But for those of us with a personal Twitter account your timeline should be a reasonable means of seeing what you were doing, thinking, watching, taking the piss out of and moaning about throughout any given period of time. Or in my case, the year 2013. But sitting back to do just this on a quiet New Years Eve afternoon I soon discovered this wasn’t quite as easy as it sounds.
First of all I went lo-fi. A simple bit of scrolling down the list of tweets from my profile page. Easy, or so I thought. Now I’m not the most profligate Tweeter but even with a reasonably manageable Twitter habit I soon found that scrolling – and scrolling – and scrolling – and scrolling (etc) is about as much fun as an hour of daytime TV. But going through all that scrollbar pain to only get as far back as March 2013? Perhaps it was my puerile commentary on the Eurovision Song Contest (May 2013) that had caused Twitter to say ‘enough of this shite’ and burst into tears, but a display limit of 3200 tweets was probably the more likely reason for the dreaded ‘Back to top’ message and my year apparently beginning in Spring.
So. Third party apps. Mmmm. I checked a few out but can’t say any of them quite did what I wanted, so sorry API developers looking for a plug, there’s nothing to see here. Move on. So how about Twitter itself? Is there a way of quickly and simply sifting through all of 2013’s outpourings without ending up with a burnt out scroll wheel and a bad case of Carpal Tunnel Syndrome?
Well, yes there is. But neither Twitter nor the various nerd blogs do a great job of explaining how to do it unless you’re a nerd yourself. So assuming you aren’t a nerd and might actually want to see your fabulously witty asides on Richard and Adam (‘who?’) from this year’s #BTG (‘oh yeah – the singing brothers!’) here’s a slightly simpler guide to accessing your entire archive right from your very first ‘Hello Twitter!’ to your latest rant on the new year’s honours list. And BTW, this is assuming you’re on a PC or laptop. If you can do the same thing on a smartphone – good luck.
1) Log into your account on Twitter.com and click the Cog thing and then ‘Settings’. Yes, this is for non-nerds. You’ve been warned.
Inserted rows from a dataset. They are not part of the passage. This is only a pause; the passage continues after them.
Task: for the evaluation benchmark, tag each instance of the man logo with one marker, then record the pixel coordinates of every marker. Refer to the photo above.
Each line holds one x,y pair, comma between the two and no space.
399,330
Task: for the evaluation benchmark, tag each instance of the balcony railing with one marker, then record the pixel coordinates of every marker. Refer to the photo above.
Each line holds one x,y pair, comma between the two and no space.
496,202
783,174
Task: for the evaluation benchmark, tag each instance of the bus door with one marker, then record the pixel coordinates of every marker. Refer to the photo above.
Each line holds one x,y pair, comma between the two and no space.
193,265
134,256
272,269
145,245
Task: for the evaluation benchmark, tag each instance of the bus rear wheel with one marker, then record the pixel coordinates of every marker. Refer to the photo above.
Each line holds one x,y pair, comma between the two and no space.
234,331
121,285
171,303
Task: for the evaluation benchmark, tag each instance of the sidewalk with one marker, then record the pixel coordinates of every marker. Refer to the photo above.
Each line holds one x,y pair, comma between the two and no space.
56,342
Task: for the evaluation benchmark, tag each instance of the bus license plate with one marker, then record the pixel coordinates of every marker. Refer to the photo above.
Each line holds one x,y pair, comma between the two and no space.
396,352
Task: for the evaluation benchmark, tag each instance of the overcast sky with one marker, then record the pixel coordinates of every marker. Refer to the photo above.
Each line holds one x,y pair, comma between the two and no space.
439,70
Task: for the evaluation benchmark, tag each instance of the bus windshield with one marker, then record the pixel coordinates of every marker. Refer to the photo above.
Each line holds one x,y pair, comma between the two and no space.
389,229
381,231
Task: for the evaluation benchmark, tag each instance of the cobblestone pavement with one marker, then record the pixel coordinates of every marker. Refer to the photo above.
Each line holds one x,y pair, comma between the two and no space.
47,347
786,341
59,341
2) Right at the bottom of your Settings screen is an option to create a Twitter archive. Simply click the ‘Send Email’ button (yes I know my screenshot says ‘Re-send’. Don’t ask) and the Twitter elves will get to work collecting your entire micro-blogging output from your very first loss of Twitter virginity.
3) Apologies. Twitter doesn’t actually have elves, but if it did they would send you an email with a blue ‘Go Now’ button which will take you to this:
4) So after heeding the warning that your downloaded archive may contain ‘sensitive content’ which I think translates as meaning ‘total shite that will ruin your professional reputation forever’ you press the Download button and save the file containing your Twitter archive to your hard drive. So far, fairly straightforward. But here’s where non-nerds might get a bit confused. Zip files. Yep, them.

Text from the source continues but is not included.